REVIEW – Lynch (One) (2007)

July’s VideoVista has my review of the David Lynch documentary Lynch (One).

As I mention it in the review, Here is a link to my old review of Marconi’s Lagerfeld Confidential (2007).  Both films are clearly shot around their subjects with their passive participation rather than their active participation.  What I mean by this is that both films were made with the consent of their subjects (as opposed to say Broomfield’s Kurt & Courtney (1998) – reviewed by me Here) but neither of them really press their subjects for answers or try to editorialise about their subjects.  Both have shape simply by virtue of hundreds of hours of footage being edited into a series of largely disconnected but occasionally memorable scenes.

REVIEW – High Art (1995)

A new month and a new batch of reviews from VideoVista.  Here is my review of Lisa Cholodenko’s really rather spiffing High Art.
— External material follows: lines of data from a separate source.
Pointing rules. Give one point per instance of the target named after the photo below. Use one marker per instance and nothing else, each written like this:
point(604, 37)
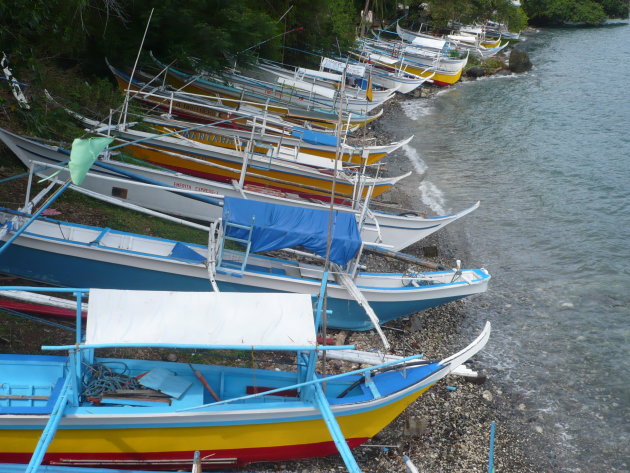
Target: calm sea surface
point(548, 154)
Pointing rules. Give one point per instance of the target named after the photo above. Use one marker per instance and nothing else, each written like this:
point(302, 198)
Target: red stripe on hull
point(172, 460)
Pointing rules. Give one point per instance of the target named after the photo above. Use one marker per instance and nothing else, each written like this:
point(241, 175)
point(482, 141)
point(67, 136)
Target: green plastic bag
point(83, 154)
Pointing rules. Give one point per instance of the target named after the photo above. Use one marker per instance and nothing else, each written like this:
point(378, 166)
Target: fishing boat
point(268, 128)
point(87, 410)
point(66, 254)
point(467, 42)
point(287, 171)
point(355, 86)
point(322, 114)
point(199, 199)
point(438, 75)
point(435, 57)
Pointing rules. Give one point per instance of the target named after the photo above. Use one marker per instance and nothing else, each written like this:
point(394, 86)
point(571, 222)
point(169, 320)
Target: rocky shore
point(448, 428)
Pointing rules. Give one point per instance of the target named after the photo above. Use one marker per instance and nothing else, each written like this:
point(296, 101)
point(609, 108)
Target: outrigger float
point(200, 199)
point(66, 409)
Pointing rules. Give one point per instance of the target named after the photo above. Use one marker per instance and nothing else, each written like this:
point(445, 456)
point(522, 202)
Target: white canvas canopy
point(323, 91)
point(428, 42)
point(199, 318)
point(332, 64)
point(321, 74)
point(384, 59)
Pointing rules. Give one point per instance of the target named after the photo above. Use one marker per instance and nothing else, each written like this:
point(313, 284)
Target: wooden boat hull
point(224, 165)
point(72, 255)
point(166, 437)
point(394, 230)
point(225, 139)
point(439, 78)
point(290, 112)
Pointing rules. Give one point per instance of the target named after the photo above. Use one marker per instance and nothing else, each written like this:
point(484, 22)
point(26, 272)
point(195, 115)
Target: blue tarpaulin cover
point(281, 226)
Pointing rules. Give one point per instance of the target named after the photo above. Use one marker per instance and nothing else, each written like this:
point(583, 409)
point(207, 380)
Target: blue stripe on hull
point(71, 271)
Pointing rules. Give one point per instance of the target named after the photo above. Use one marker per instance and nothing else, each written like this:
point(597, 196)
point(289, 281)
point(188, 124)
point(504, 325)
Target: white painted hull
point(396, 231)
point(80, 256)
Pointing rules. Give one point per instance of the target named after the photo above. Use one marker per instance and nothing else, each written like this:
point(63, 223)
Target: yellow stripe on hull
point(288, 113)
point(227, 142)
point(363, 425)
point(439, 77)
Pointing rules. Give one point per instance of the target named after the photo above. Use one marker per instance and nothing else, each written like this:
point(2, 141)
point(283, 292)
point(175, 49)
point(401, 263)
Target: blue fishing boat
point(86, 410)
point(66, 254)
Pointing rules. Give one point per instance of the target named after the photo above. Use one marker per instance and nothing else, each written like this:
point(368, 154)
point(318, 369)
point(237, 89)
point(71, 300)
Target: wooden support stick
point(204, 382)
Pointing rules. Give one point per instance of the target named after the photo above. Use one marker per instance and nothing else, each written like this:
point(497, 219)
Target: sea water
point(548, 154)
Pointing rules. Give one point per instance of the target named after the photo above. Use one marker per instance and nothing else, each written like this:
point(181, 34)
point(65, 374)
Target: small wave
point(416, 109)
point(416, 160)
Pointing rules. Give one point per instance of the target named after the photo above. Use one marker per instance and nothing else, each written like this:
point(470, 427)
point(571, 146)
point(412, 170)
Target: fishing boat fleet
point(263, 160)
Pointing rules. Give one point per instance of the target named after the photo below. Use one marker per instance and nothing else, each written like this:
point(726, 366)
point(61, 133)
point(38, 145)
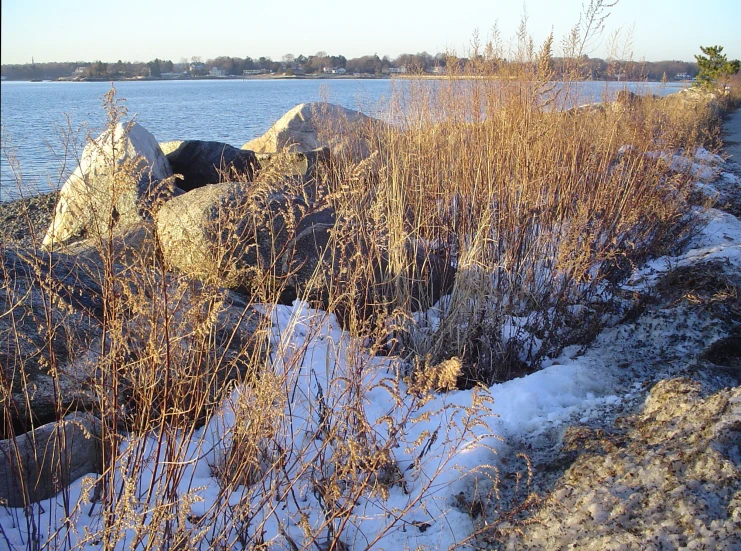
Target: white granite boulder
point(230, 235)
point(308, 126)
point(120, 176)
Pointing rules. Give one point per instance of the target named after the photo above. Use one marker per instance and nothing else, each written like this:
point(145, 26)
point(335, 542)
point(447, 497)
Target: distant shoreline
point(208, 77)
point(293, 77)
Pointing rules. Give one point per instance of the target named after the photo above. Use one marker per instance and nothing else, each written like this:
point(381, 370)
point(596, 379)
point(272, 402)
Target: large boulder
point(234, 236)
point(52, 347)
point(347, 133)
point(231, 235)
point(121, 175)
point(39, 464)
point(203, 163)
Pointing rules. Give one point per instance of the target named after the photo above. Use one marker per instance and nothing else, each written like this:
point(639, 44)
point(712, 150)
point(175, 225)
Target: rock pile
point(206, 213)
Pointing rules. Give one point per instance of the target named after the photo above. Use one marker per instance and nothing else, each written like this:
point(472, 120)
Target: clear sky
point(141, 30)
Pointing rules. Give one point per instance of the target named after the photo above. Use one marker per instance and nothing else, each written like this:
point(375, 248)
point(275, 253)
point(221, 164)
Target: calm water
point(37, 116)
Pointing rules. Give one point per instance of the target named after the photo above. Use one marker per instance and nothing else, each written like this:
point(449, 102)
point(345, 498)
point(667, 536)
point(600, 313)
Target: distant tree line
point(593, 68)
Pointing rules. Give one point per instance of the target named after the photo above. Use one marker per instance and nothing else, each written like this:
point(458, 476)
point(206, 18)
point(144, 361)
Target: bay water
point(45, 124)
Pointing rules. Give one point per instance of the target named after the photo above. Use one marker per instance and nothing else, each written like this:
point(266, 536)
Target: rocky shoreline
point(659, 469)
point(23, 222)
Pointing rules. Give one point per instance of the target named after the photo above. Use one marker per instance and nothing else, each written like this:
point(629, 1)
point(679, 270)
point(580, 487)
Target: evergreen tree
point(714, 67)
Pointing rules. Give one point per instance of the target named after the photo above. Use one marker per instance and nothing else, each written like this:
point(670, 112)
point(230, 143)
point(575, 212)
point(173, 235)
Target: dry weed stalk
point(486, 169)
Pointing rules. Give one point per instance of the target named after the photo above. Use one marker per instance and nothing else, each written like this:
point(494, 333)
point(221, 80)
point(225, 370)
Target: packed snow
point(451, 444)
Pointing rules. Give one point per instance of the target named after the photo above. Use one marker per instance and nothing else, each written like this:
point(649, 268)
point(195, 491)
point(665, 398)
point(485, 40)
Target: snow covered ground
point(448, 451)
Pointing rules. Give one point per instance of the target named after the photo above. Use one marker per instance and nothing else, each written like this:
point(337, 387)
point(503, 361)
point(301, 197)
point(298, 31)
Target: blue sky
point(140, 30)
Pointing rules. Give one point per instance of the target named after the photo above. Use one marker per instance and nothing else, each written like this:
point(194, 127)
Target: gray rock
point(228, 235)
point(92, 201)
point(205, 163)
point(308, 126)
point(37, 465)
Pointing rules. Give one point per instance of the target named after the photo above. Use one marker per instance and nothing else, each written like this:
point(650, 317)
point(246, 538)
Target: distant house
point(197, 68)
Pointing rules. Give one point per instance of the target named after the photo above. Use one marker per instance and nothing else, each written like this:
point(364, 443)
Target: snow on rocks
point(668, 476)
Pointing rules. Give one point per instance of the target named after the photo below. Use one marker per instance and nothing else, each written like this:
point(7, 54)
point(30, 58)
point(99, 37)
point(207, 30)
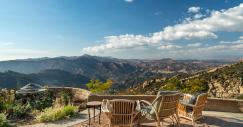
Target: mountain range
point(77, 71)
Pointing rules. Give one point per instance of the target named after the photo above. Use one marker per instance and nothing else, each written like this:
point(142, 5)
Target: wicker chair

A comparison that occurs to me just now is that High Art is, in some ways, like an art house version of The Devil Wears Prada (2006) or How to Lose Friends and Alienate People (2008) except that rather than presenting the desire to prostitute oneself in order to get ahead in journalism as something a) natural and b) easily walked away from with few consequences, High Art presents it as profoundly soul destroying and incredibly costly.

I’m also pretty sure that a lot of other critics took this to be a fairly straight-forward tragic LGBT love story.